# How to derive Inductance Formula of a Solenoid

Whenever current flows into a conductor the conductor generates magnetic flux and thereby magnetic field. Here it is shown how to derive Inductance formula of a Solenoid. Solenoid is a structure made by twisting a wire conductor in spiral form. Inductors used in circuits are solenoids.

Flowing picture shows a magnetic flux or magnetic field generated when current flows in a solenoid(inductor) with air as core.

Let the current flowing in the solenoid be I.

### 1.Determine Magnetic Flux Density(B)

Consider the section of the above solenoid as shown below. Consider the rectangular loop with length l and width w.

In the above diagram the field B is perpendicular to ds along the side 2,3 and 4 in the loop. Therefore we have,

$$\oint \vec{B} \cdot d\vec{s} = B l$$   ------------->(1)

From Ampere law we have,

$$\oint \vec{B} \cdot d\vec{s} = \mu_0 N I$$     ----------------->(2)

where N is the number of turns in the length l.

From (1) and (2) we have,

$$B l = \mu_0 N I$$     ----------------->(3)

or,

$$B = \frac{\mu_0 N I}{l}$$     ----------------->(4)

### 2. Determine Magnetic Flux ($$\phi$$)

By definition the magnetic flux $$\phi$$ is given by,

$$\phi = B A$$   --------------->(5)

where A is cross sectional area

Using (3) in (4),

$$\phi = \frac{\mu_0 N I A}{l}$$   --------------->(6)

### 3. Find Inductance(L)

After determining the magnetic flux we need to derive relation between inductance and magnetic flux. This is found using two equation for induced emf. The induced emf is given by the Faraday law.

$$\mathcal{E} = -N \frac{d\phi}{dt}$$   --------------->(7)

But also  we know that the induced emf depends upon the rate of change of current in the circuit. So,

$$\mathcal{E} = - L \frac{dI}{dt}$$   --------------->(8)

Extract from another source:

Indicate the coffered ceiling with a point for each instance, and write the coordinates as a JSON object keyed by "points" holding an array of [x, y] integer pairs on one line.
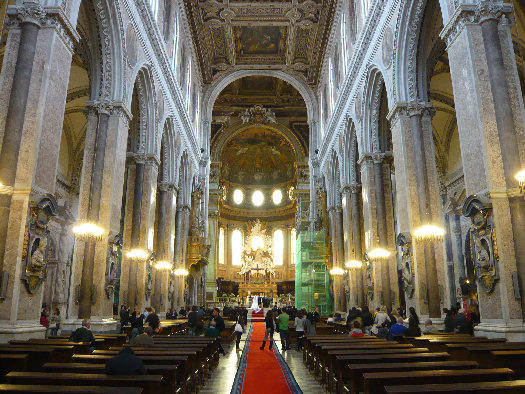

where L is a constant called inductance of the loop.

Therefore from (5) and (6) we have,

$$L \frac{dI}{dt} = - N \frac{d\phi}{dt}$$   --------------->(9)

Therefore,

$$L = \frac{N \phi}{I}$$   --------------->(10)

Using value of magnetic flux $$\phi$$ from (4) we get,

$$L = \frac{N^2 \mu_0 I A}{I l}$$   --------------->(11)

Thus the inductance is,

$L = \frac{\mu_0 N^2 A}{l} ------>(12)$